For many women, one of the most exhausting aspects of the online shopping experience remains sizing. Despite efforts to double-check sizing charts, it can be difficult to find the right fit. What if the pants are too long? What if the top is too big? What if the t-shirt doesn’t fit well?
Fashion tech app Mys Tyler was born to help women find the clothes they love while reducing the environmental impact of constant returns.
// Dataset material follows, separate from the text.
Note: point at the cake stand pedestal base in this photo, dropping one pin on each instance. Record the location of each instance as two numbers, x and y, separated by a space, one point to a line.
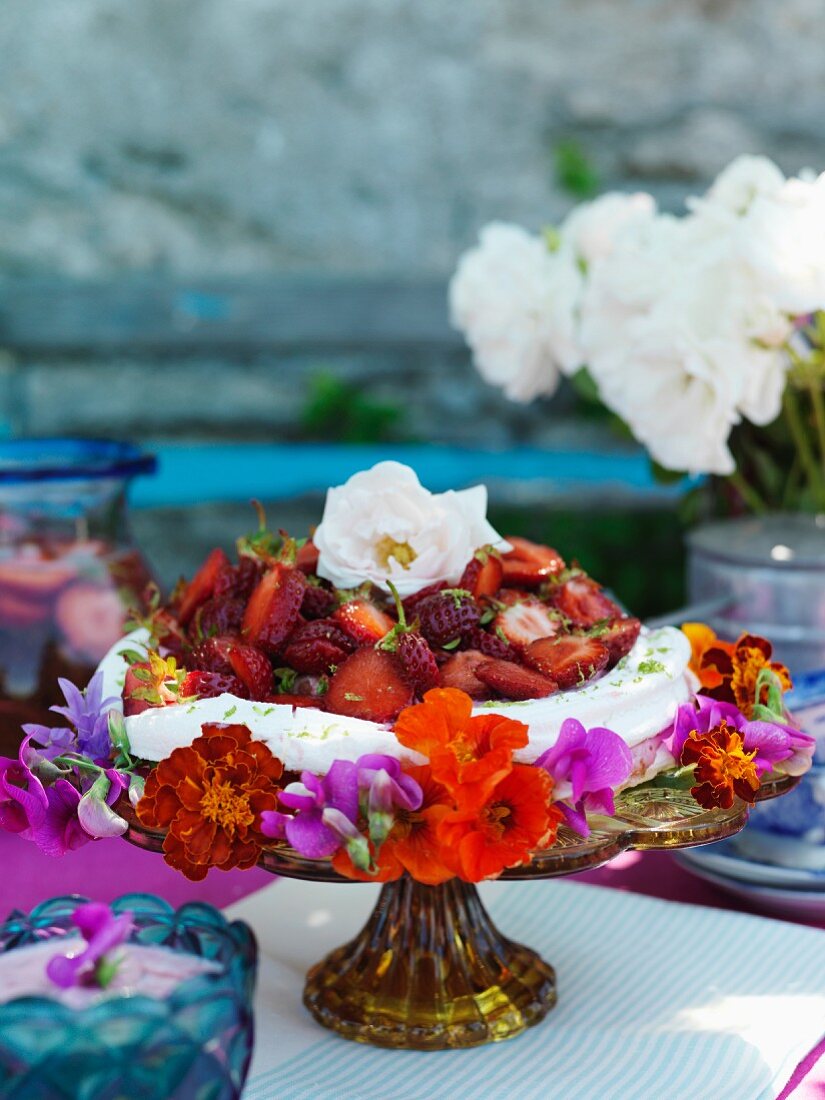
430 971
“I don’t like shopping or reading fashion magazines,” admitted founder Sarah Neill. “I don’t like the process of getting dressed, but of course I have to get ready every day and I feel better when I like what I’m wearing. Living in New York when everyone around me was so fashionable, while I wore the same jeans with a t-shirt every day, I knew I had to up my game.”
She reached out to a fashion-forward friend to take her shopping, but quickly learned that stylish outfits that suited her friend’s physique didn’t necessarily suit her.
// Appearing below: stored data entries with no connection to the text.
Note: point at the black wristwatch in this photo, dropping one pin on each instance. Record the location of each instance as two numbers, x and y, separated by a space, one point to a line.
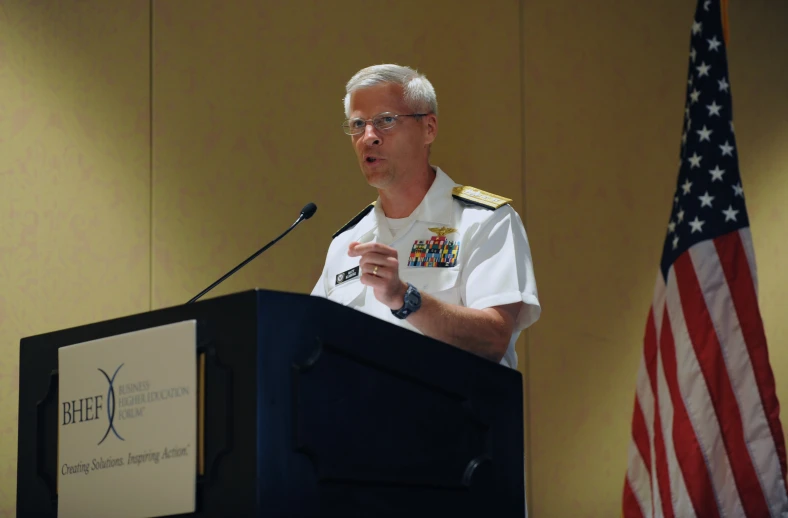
412 303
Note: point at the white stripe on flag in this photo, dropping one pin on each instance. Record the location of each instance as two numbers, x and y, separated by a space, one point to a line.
682 506
746 241
637 474
757 435
699 406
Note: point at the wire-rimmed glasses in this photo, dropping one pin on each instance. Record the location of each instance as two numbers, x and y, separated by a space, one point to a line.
381 121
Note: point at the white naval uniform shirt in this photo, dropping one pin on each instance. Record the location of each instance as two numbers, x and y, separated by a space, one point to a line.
492 267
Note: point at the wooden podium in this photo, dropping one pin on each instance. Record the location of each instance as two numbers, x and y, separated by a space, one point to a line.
311 409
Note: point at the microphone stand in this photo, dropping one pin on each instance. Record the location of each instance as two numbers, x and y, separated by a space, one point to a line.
301 218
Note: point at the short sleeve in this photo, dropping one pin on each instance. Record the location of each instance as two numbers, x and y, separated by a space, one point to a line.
499 269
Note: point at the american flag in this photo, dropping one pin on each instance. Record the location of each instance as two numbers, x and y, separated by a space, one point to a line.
706 435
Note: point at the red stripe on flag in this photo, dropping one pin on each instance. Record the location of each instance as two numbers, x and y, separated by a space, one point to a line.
707 350
640 435
738 275
631 508
688 452
660 457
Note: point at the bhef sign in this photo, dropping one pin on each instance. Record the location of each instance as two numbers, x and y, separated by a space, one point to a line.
81 410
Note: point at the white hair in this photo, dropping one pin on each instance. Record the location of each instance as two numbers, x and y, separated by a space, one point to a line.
419 93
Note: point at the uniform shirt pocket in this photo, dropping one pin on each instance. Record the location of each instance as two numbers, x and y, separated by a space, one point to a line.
347 292
441 283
And so, in 2014, the idea of an application to browse fashion by users of similar sizes was launched.
To date, Mys Tyler has raised $2 million from a mix of local and global investors, including institutional investors Mirvac Ventures, Antler, and notable angels including Brian Hartzer (former CEO of Westpac.) He has over 200,000 body profiles on the app and over 1,200 creators.
Of course, Mys Tyler wasn’t Sarah’s first foray into app development.
“My first app was called ‘Weather Than’, which shows you the temperature today and yesterday. It tells you if it’s warmer or cooler to make the weather relative, and it would do it in fun ways, like “it’s colder than an investment banker’s divorce” or “warmer than the new your mom’s boyfriend,'” she said.
“Then I built another app and another app, and I started doing all this side-hustling alongside my work in the telecommunications world.”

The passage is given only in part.